On 6 March 1940, a royal decree of the Kingdom of Yugoslavia restructured the History department into the Military History Institute. On 1 March 1945, the Yugoslav People’s Army and the Yugoslav Partisans’ Supreme Commander established History and War Experiment Departments within the Yugoslav Army General Staff, which also included an Archival Department. In January 1946, the History Department was renamed the History Institute of the Yugoslav Army, later becoming the Military Scientific and Publishing Institute in April 1947. From 1949 to 2006, it was known as the Military History Institute, with the Military Archives as part of it.

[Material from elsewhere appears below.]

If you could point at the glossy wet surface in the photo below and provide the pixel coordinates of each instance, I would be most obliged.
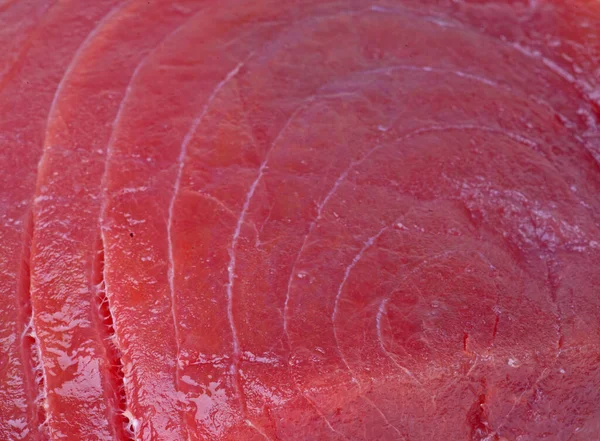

In 1999, the NATO bombing of Yugoslavia severely damaged the Military Archives, destroying much of its microfilming equipment and conservation laboratory. However, swift actions by the staff saved most of the documents. In 2006, the institution gained independent legal status. In 2018, Croatia requested return of the original documentation produced by the World War II puppet Independent State of Croatia citing the Agreement on Succession Issues of the Former Socialist Federal Republic of Yugoslavia. The Ministry of Defence of Serbia asserted that the original Independent State of Croatia archival materials, organized into 555 boxes, must remain in the Military Archives of Serbia, though copies can be provided based on government agreements and security protocols.